Occasionally, the airport at Catania, eastern Sicily’s largest city, has to close down for hours or days, when ash in the air makes flying in the area dangerous. Early in this recent spell of eruptive activity, the airport closed briefly.
But for pilots and passengers flying to and from Catania at night when the volcano is calmer, a glimpse of fiery red in the dark sky makes for an exciting sight.
LIVING WITH A VOLCANO
With Etna’s lava flows largely contained to its uninhabited slopes, life goes in towns and villages elsewhere on the mountain. Sometimes, like in recent days, lava stones rain down on streets, bounce off cars and rattle roofs.

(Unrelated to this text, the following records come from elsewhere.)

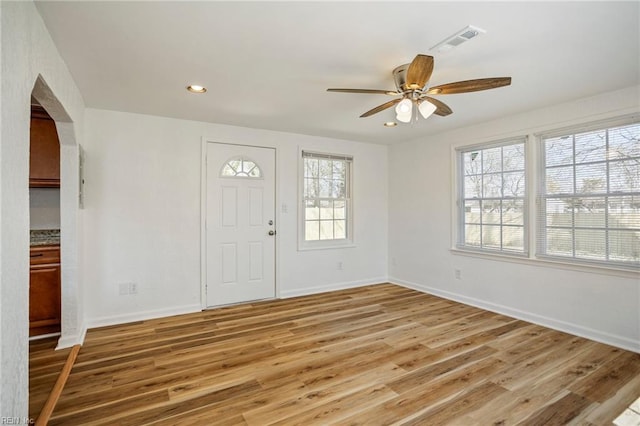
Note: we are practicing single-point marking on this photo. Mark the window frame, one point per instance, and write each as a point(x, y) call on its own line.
point(541, 195)
point(304, 244)
point(534, 163)
point(460, 216)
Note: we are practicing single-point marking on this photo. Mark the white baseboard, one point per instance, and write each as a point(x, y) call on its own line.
point(141, 316)
point(571, 328)
point(67, 341)
point(331, 287)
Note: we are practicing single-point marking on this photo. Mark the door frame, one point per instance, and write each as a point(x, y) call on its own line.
point(203, 215)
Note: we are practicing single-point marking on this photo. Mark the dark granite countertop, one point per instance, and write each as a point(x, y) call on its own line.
point(43, 237)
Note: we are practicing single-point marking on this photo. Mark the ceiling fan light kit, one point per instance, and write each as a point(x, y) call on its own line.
point(411, 85)
point(458, 38)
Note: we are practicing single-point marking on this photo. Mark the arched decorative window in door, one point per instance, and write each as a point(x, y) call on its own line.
point(242, 167)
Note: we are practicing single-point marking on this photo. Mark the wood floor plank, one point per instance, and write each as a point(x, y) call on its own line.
point(374, 355)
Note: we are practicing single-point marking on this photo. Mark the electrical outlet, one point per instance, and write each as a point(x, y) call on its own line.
point(123, 289)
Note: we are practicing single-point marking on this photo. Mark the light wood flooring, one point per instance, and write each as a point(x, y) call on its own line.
point(45, 364)
point(375, 355)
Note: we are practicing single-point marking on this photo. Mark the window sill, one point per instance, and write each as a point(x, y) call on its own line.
point(550, 263)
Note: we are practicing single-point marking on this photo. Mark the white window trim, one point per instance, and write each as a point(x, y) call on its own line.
point(458, 244)
point(349, 242)
point(534, 180)
point(541, 190)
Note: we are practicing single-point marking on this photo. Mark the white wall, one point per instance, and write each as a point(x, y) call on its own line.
point(601, 306)
point(27, 52)
point(142, 214)
point(44, 208)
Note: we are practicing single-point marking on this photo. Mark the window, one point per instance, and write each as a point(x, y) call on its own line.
point(589, 206)
point(493, 199)
point(241, 167)
point(326, 198)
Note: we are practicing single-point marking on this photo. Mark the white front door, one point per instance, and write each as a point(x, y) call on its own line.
point(240, 223)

But many residents generally find that a small inconvenience when weighted against the benefits the volcano brings. Lava flows have left fertile farmland. Apple and citrus trees flourish. Etna red and whites are some of Sicily’s most popular wines, from grapes grown on the volcanic slopes.
Tourism rakes in revenues. Hikers and backpackers enjoy views of the oft-puffing mountain and the sparkling Ionian Sea below. For skiers who want uncrowded slopes, Etna’s a favorite. IT CAN BE DEADLY
Inspiring ancient Greek legends, Etna has had scores of known eruptions in its history. An eruption in 396 B.C. has been credited with keeping the army of Carthage at bay.
In 1669, in what has been considered the volcano’s worst known eruption, lava buried a swath of Catania, about 23 kilometers (15 miles) away and devastated dozens of villages. An eruption in 1928 cut off a rail route circling the mountain’s base.
More recently, in 1983, dynamite was used to divert lava threatening inhabited areas. In 1992, the army built an earthen wall to contain the lava, flowing from Etna for months, from hitting Zafferana Etnea, a village of a few thousand people. At one point, the smoking lava stopped two kilometers (just over a mile) from the edge of town.